# 📈 Clustering Evaluation Metrics (Unsupervised Learning)

Clustering is an unsupervised learning method, so we often **don’t have ground truth labels**. Some metrics evaluate how well-separated and compact the clusters are (internal metrics), while others require external labels (external metrics).

---

## 1. Silhouette Score

**Equation:**

For each sample \( i \):
- \( a(i) \) = mean intra-cluster distance (cohesion)
- \( b(i) \) = mean nearest-cluster distance (separation)

\[
s(i) = \frac{b(i) - a(i)}{\max(a(i), b(i))}
\]

Overall silhouette score:
\[
S = \frac{1}{n} \sum_{i=1}^{n} s(i)
\]

**✅ When to Use:**
- To assess cluster separation and cohesion.
- You don't have ground truth labels.

**❌ When *Not* to Use:**
- For clusters with non-convex shapes.
- When clusters are of very different sizes/densities.

**📌 Example:**  
Evaluating K-Means clustering performance to choose optimal number of clusters.

---

## 2. Davies–Bouldin Index (DBI)

**Equation:**

\[
DBI = \frac{1}{k} \sum_{i=1}^{k} \max_{j \ne i} \left( \frac{\sigma_i + \sigma_j}{d(c_i, c_j)} \right)
\]

Where:
- $ \sigma_i $: average distance of points in cluster $ i \) to its centroid.
- $ d(c_i, c_j) $: distance between centroids of clusters \( i \) and \( j \).

**✅ When to Use:**
- Internal validation to compare different clustering results.

**❌ When *Not* to Use:**
- When clusters are highly non-spherical or vary greatly in size.

**📌 Example:**  
Selecting between clustering algorithms (e.g., K-Means vs.

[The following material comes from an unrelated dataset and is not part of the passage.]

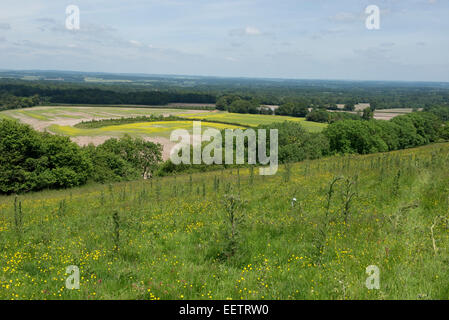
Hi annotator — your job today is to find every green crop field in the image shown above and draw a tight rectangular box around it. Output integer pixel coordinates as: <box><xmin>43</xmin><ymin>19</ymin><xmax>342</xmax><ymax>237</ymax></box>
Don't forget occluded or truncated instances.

Agglomerative) on same dataset.

---

## 3. Calinski–Harabasz Index (Variance Ratio Criterion)

**Equation:**

$$
CH = \frac{ \text{Tr}(B_k) / (k - 1) }{ \text{Tr}(W_k) / (n - k) }
$$

Where:
- $ \text{Tr}(B_k) $: between-cluster dispersion
- $ \text{Tr}(W_k) $: within-cluster dispersion
- $ k $: number of clusters
- $ n $: number of data points

**✅ When to Use:**
- Fast and efficient for comparing cluster compactness and separation.

**❌ When *Not* to Use:**
- When data is not well-suited to variance-based measures (e.g., categorical data).

**📌 Example:**  
Evaluating K-Means clustering results across different `k` values.

---

## 4. Adjusted Rand Index (ARI)

**Equation (conceptually):**

$$
ARI = \frac{\text{Index} - \text{Expected Index}}{\text{Max Index} - \text{Expected Index}}
$$

Measures similarity between predicted clusters and true labels, adjusted for chance.

**✅ When to Use:**
- You **have ground truth labels** (external validation).

**❌ When *Not* to Use:**
- No labeled data available.

**📌 Example:**  
Comparing clustering labels to known classes in benchmark datasets like Iris.

---

## 5. Normalized Mutual Information (NMI)

**Equation:**

$$
NMI(U, V) = \frac{2 \cdot I(U; V)}{H(U) + H(V)}
$$

Where:
- $ I(U; V) $: mutual information between cluster assignment $ U $ and ground truth $ V $
- $ H(U), H(V) $: entropy

**✅ When to Use:**
- You have ground truth labels and want to compare labelings.

**❌ When *Not* to Use:**
- Completely unsupervised scenarios.

**📌 Example:**  
Evaluating how well clustering aligns with known labels (e.g., digit labels in MNIST).

---

## 🔍 Summary Table

| Metric              | Type         | Needs Ground Truth? | Best For                         | Avoid When...                       |
|---------------------|--------------|----------------------|-----------------------------------|-------------------------------------|
| Silhouette Score    | Internal     | No                   | Evaluating cohesion/separation   | Clusters are oddly shaped           |
| Davies–Bouldin Index| Internal     | No                   | Comparing cluster quality         | High variance in cluster shape/size |
| Calinski–Harabasz   | Internal     | No                   | Fast, variance-based validation   | Non-numeric or categorical data     |
| Adjusted Rand Index | External     | Yes                  | Comparing with known labels       | No ground truth available           |
| Normalized MI       | External     | Yes                  | Label alignment                   | No labels present                   |